After a few minutes of slowly building atmospheric plunking, “Within Frozen Beauty” kicks in at a surprisingly full gale force of flurried blast beats and unexpectedly agile death metal fret-jumping. The production is live and rough, particularly on the drums, which suits the material wonderfully and aids in making the mental link all the way back to Transcendence. The frantic tom-tom rolls that crop up in “Shadows of the Flame” sound dry and rubbery enough that they wouldn’t feel out of place on the latest Revenge album.
The overall textural palette feels deeper and more seamless with Inverloch than it ever did for dISEMBOWELMENT, where the crippling dirges were savage blasts of sheet metal rain against which the atmospheric and melodic accoutrements felt alien and alienating rather than soothing (this, of course, was a major charm of dISEMBOWELMENT’s fumbling – if foundational – steps headlong into a sub-genre with few clearly-formed blueprints). It’s difficult to tell if the smoothing out of those harsh disconnections from the dISEMBOWELMENT playbook is more a product of intentional songwriting/production technique or the simple fact that so much time has elapsed in the evolution of extreme music, but when the result is this dense and darkly driven, it’s easy to forget the question and drone out to the door of dream’s kingdom.
“The Menin Road” slips most comfortably into the funeral doom/death sweet spot, with morosely plucked clean arpeggios refracting through a single-mindedly slothful death march. The pitiless crunch and stomp gets even heavier around the 4:30 mark with the addition of extra string layers, increasingly flailing vocals, and some dangerously hard-struck drums. Still, album closer “Shadows of the Flame” is probably the best song on here, as it encapsulates the full breadth of Inverloch’s stylistic tricks, from murky but spry head-down death-riffing, to drippingly deep dark ambiance, to great suspension bridges of open reverberation and sparsely deliberate doom downbeats.

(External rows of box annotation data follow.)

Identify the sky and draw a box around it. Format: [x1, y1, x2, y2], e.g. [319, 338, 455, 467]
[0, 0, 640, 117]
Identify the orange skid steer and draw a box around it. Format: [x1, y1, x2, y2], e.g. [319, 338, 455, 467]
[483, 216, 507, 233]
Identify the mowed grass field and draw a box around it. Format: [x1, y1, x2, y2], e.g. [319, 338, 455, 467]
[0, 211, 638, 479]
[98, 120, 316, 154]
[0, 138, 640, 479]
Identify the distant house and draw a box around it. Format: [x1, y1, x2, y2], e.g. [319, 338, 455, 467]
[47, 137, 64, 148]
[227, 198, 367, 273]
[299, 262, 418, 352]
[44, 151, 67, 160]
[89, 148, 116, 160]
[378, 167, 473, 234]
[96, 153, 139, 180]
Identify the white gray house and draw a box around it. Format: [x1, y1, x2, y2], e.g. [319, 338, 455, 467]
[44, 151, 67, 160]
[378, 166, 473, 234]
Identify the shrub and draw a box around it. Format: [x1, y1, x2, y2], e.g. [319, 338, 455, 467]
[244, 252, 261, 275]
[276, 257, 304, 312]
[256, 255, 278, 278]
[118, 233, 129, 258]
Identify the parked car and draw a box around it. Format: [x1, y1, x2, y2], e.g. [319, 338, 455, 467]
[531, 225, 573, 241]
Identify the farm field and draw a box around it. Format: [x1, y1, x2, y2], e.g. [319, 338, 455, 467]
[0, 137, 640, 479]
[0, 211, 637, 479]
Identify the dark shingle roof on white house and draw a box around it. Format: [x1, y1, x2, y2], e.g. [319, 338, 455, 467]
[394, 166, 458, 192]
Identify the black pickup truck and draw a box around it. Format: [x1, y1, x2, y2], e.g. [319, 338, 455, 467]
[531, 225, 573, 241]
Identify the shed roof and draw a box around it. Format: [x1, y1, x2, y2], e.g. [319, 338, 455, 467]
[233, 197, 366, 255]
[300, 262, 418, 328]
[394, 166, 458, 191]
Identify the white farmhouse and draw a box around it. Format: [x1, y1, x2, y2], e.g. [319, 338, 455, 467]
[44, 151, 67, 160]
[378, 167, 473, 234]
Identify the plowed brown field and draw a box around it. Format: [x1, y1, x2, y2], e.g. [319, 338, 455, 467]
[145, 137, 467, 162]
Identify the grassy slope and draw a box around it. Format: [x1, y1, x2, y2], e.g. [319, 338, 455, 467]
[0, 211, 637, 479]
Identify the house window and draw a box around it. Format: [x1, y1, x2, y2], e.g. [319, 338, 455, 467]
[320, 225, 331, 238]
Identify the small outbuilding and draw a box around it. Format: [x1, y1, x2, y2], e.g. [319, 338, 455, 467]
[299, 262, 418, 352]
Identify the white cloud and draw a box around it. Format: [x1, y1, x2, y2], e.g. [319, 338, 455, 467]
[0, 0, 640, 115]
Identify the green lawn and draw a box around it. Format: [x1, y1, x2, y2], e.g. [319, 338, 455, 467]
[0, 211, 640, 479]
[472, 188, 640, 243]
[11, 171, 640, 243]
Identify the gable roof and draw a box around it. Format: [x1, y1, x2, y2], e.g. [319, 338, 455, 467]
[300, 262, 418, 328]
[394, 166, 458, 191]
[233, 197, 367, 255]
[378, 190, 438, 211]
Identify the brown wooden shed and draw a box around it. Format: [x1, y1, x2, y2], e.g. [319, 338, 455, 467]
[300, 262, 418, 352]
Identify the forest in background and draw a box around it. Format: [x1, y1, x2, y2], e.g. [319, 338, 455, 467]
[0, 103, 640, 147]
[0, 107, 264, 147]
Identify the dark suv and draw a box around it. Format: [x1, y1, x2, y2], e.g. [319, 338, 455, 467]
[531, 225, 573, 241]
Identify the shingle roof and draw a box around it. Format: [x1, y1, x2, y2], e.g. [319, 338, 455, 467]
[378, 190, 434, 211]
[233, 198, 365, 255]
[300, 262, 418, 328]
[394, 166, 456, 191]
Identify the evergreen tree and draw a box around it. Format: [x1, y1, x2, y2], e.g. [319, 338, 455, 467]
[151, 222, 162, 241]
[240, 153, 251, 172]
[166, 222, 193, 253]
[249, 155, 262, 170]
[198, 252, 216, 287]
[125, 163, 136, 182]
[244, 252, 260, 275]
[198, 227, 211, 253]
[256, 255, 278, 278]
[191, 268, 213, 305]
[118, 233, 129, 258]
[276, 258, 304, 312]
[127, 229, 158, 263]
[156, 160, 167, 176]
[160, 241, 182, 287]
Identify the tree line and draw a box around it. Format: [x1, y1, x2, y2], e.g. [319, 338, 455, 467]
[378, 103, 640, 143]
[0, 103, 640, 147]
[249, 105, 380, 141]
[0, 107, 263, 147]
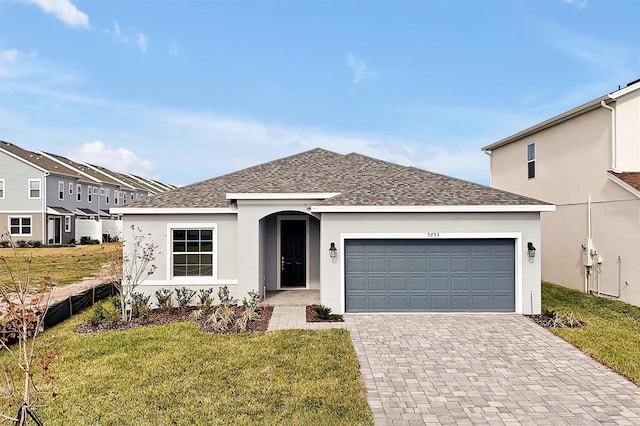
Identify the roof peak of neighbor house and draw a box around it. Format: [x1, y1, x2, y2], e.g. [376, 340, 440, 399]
[121, 149, 550, 212]
[482, 79, 640, 152]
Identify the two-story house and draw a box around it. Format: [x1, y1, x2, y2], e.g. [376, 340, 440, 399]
[0, 141, 175, 244]
[482, 80, 640, 305]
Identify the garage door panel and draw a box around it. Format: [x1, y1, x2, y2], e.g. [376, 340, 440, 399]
[451, 294, 471, 311]
[429, 275, 451, 291]
[345, 240, 515, 312]
[429, 257, 451, 273]
[451, 276, 472, 291]
[408, 275, 429, 292]
[389, 294, 410, 311]
[345, 257, 369, 274]
[451, 257, 471, 273]
[367, 276, 389, 292]
[389, 276, 409, 291]
[367, 257, 389, 273]
[388, 257, 409, 274]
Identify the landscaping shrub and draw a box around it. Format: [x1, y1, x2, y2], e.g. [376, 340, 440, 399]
[155, 288, 173, 312]
[176, 287, 196, 309]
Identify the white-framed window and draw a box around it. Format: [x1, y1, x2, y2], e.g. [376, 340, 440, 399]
[527, 143, 536, 179]
[29, 179, 42, 199]
[9, 216, 32, 236]
[169, 224, 217, 278]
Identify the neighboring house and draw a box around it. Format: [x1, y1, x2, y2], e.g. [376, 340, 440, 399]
[0, 141, 175, 244]
[483, 81, 640, 305]
[115, 149, 554, 313]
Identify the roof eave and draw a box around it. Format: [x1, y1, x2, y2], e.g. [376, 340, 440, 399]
[311, 204, 556, 213]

My few complaints are mostly minor. The most persistent is that the ambient atmospheric bits that open and segue between each song are mastered at a significantly lower volume than the metallic bits they bookend. One assumes it’s done intentionally so that if the listener wants to hear the droney sections with anything approaching clarity, she must also steel herself to be blasted straight to hell by suboceanic eruptions, which is all well and good, but the contrast is a little exaggerated. Beyond that, it does feel a little odd to settle down with this style of music for a mere twenty-odd minutes, but that means that Dusk…Subside never once overstays its welcome, and leaves the long-suffering dISEMBOWELMENT fan both partially sated and yet slavering for more. As far as sitting a question such as “Legacy?” down in a chair and matter-of-factly delivering a “Fuck you and then some” kiss-off, it doesn’t get much better than that. dISEMBOWELMENT is dead; long live Inverloch.